Despite attempts at passing a resolution in support of the Sites Reservoir project, Williams City Mayor, John Troughton Jr. requested action from the current siting council for the fourth time.
On Wednesday, January 21, 2014 the resolution finally passed with a 4-1 vote. Williams Mayor, John Troughton Jr. and council members Alfred Sellers Jr., Santos Jauregui, and Charles Bergson with a yes vote. Council Member Kent Boes remained at a no vote.
“After speaking with constituents who have property in the proposed project area, most were against the project,” said Councilmember Boes to the Williams Pioneer Review, following his decision.
Councilmember Boes’ comments reflected the prior sitting council thoughts on the project, often requesting for more information and asking questions that could not be answered.
“Although this is a very good idea, I don’t agree with the location,” Boes commented, “I believe this will provide short term benefits there will be very little impact to the City of Williams.”
Councilmember Boes also questioned the funding of the Sites Reservoir and water allocation.
“From what I have heard this will not be a wholly federal funded project, and outside private interests will ultimately determine who will benefit from it,” Councilmember Boes added.
During prior attempts to pass the letter of support resolution, the topic set precedence for a lengthy conversation and heated debates.
Williams Mayor John Troughton Jr. has always displayed his steadfast support for the Sites project; however there were no comments or debate over the topic during the January council meeting.
“I have researched this a lot,” said Mayor Troughton during the council meeting.
Mayor Troughton commented that he was aware of the opposition to the project but felt it was a project that would benefit all.
“I think it’s good for the future of this valley,” said Mayor Troughton, “If you know what has happened in the last two or three years, it’s one of the main reasons that this should have been taken up in the 1970’s when we had a drought that year.”

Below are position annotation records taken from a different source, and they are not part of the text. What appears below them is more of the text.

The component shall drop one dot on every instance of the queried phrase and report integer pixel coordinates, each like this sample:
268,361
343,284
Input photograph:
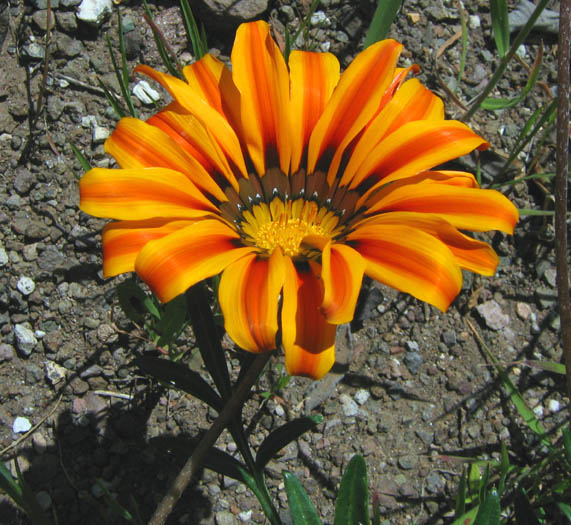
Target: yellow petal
465,208
178,261
313,76
134,194
193,102
415,147
409,260
123,240
352,105
411,102
342,275
472,255
249,295
308,339
136,144
261,75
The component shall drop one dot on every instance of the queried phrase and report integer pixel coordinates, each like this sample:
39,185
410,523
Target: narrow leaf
500,25
177,375
282,436
301,509
352,505
384,16
489,512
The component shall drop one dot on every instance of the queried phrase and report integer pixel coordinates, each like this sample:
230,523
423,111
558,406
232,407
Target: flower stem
194,462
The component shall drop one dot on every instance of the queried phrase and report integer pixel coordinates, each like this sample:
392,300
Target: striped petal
261,75
213,81
308,339
409,260
342,274
411,102
249,298
193,102
189,133
415,147
134,194
352,105
123,240
136,144
475,256
465,208
178,261
313,76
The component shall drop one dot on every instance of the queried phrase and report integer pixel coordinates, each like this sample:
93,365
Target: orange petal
261,75
176,262
189,133
342,273
308,339
193,102
465,208
313,76
135,194
415,147
136,144
249,295
213,81
353,103
411,102
409,260
123,240
475,256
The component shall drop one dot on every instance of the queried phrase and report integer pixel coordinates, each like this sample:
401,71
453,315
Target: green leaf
384,16
524,512
301,509
282,436
352,505
565,509
500,25
461,495
177,375
135,302
83,162
489,512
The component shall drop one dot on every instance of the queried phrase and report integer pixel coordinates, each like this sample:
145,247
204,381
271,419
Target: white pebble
145,93
21,425
25,285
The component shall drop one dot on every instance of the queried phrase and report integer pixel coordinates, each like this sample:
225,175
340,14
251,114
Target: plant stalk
561,182
506,60
194,462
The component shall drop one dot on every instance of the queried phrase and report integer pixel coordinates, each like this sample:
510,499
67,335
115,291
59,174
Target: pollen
286,224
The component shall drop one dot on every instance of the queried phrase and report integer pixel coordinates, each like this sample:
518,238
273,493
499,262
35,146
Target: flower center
286,224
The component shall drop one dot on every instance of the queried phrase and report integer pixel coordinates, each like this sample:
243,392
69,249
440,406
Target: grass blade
384,16
500,25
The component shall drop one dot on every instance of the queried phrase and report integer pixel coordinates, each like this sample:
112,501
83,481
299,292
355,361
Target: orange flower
293,181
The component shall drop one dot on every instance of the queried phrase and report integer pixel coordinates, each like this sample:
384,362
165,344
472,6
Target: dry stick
195,461
561,170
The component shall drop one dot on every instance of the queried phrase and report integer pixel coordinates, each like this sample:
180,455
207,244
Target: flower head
294,181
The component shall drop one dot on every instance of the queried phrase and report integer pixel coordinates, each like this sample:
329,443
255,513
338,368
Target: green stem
505,61
194,462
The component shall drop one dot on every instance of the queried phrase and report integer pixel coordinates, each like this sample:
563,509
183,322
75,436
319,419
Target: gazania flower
293,181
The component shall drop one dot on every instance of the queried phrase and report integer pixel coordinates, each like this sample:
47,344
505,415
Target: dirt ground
417,390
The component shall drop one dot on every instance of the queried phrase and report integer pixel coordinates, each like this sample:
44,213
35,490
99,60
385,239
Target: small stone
25,285
21,425
145,93
94,12
25,339
492,314
413,361
350,408
362,396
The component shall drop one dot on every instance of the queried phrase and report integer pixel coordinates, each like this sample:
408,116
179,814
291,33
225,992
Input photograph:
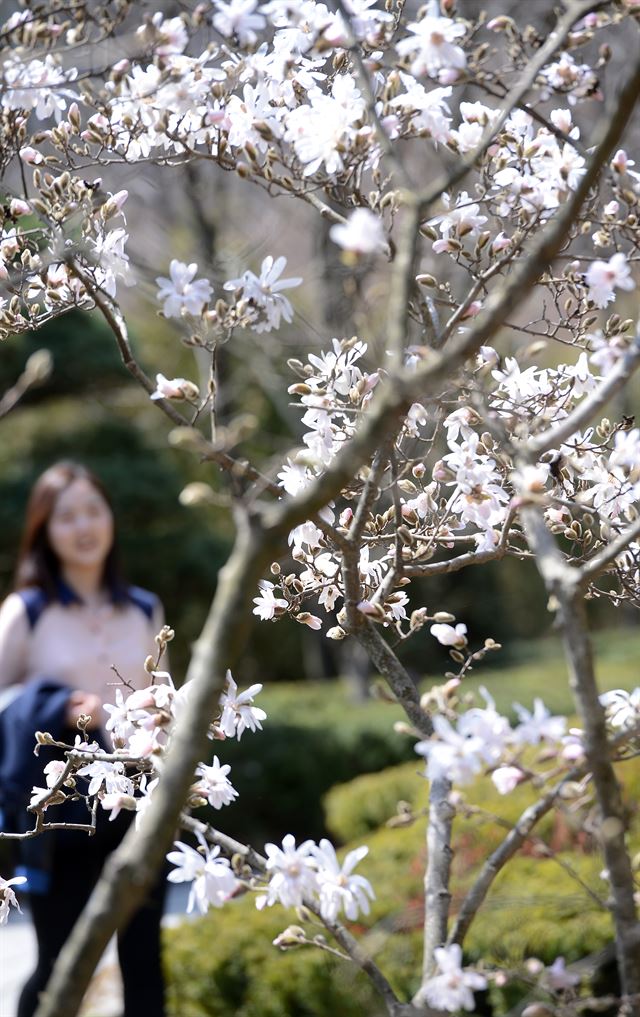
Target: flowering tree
453,441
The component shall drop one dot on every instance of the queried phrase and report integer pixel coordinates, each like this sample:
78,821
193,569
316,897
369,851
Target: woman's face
80,527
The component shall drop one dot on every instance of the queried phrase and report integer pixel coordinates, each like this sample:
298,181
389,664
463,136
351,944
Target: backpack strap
35,601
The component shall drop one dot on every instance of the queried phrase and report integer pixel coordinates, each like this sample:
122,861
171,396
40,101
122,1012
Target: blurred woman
69,622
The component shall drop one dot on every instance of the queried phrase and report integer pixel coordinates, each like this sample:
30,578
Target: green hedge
224,963
313,737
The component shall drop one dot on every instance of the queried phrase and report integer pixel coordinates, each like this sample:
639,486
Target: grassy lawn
536,668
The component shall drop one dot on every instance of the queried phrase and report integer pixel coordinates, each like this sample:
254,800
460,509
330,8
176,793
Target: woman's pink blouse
77,645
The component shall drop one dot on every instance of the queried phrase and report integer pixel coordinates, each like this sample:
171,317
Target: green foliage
313,738
224,963
85,358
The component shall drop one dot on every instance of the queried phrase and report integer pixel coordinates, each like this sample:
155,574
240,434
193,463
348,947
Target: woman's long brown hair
38,563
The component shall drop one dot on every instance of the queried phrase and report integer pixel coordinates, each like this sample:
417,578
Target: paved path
104,999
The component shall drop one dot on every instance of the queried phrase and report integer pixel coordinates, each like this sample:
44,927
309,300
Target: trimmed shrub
224,963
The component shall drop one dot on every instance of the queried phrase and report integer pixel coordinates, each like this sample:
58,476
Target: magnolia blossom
431,47
238,18
506,778
238,714
173,389
448,636
8,898
623,708
603,278
115,801
213,882
339,889
452,989
538,725
558,977
182,294
292,874
265,293
214,784
363,233
268,605
450,755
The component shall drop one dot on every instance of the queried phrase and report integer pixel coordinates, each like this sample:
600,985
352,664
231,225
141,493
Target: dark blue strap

Mayor Troughton also commented that although the project has not been approved, two locations for the state’s new water storage included that in the community of Sites and the community of Temperance.
“For the overall good for everybody in this area, the benefits outweigh the other side of it,” he added.
Current Council Members Alfred Sellers, Santos Jauregui and Chuck Bergson made no comment. Public comment was heard, but no comment was given.
About the Sites Reservoir
The Sites Reservoir has been a controversial topic that has expanded many decades – until recently the project has been given light after California experienced one of the driest years on record. In March, Congressmen John Garamendi, and Congressmen Doug LaMalfa announced a bipartisan bill titled the ‘Sacramento Valley Water Storage and Restoration Act of 2014’ that will authorize a feasibility study and construction of Sites Reservoir in Colusa County.
The Sites Reservoir is proposed to add flexibility to the state’s water management system and provide an enhanced water supply, and reliability for the urban, agricultural, and environmental uses.
Once completed the Sites Reservoir is estimated to hold a maximum capacity of 1.8 million acre-feet, with a construction costs an estimated 3.2 billion dollars. Annual maintenance and operation cost of $21 million.
The proposed site for the reservoir is off-stream, and will inundate grassland that is currently used for cattle grazing. Approximately 80 families own the 14,000 acres that are proposed for the reservoir project – thus including about ten homes.
Currently the Sites Reservoir project is on hold pending the regulations set by the State of California on the distribution of funds from the 2014 Water Bond, a $7.5 billion dollar general obligation bond approved by California Voters on November 4, 2014. The 2014 Water Bond allocates $2.7 billion dollars to fund water storage projects; however, no specific projects are identified for funding and must be in regions connected to the Bay-Delta watershed to compete for funding.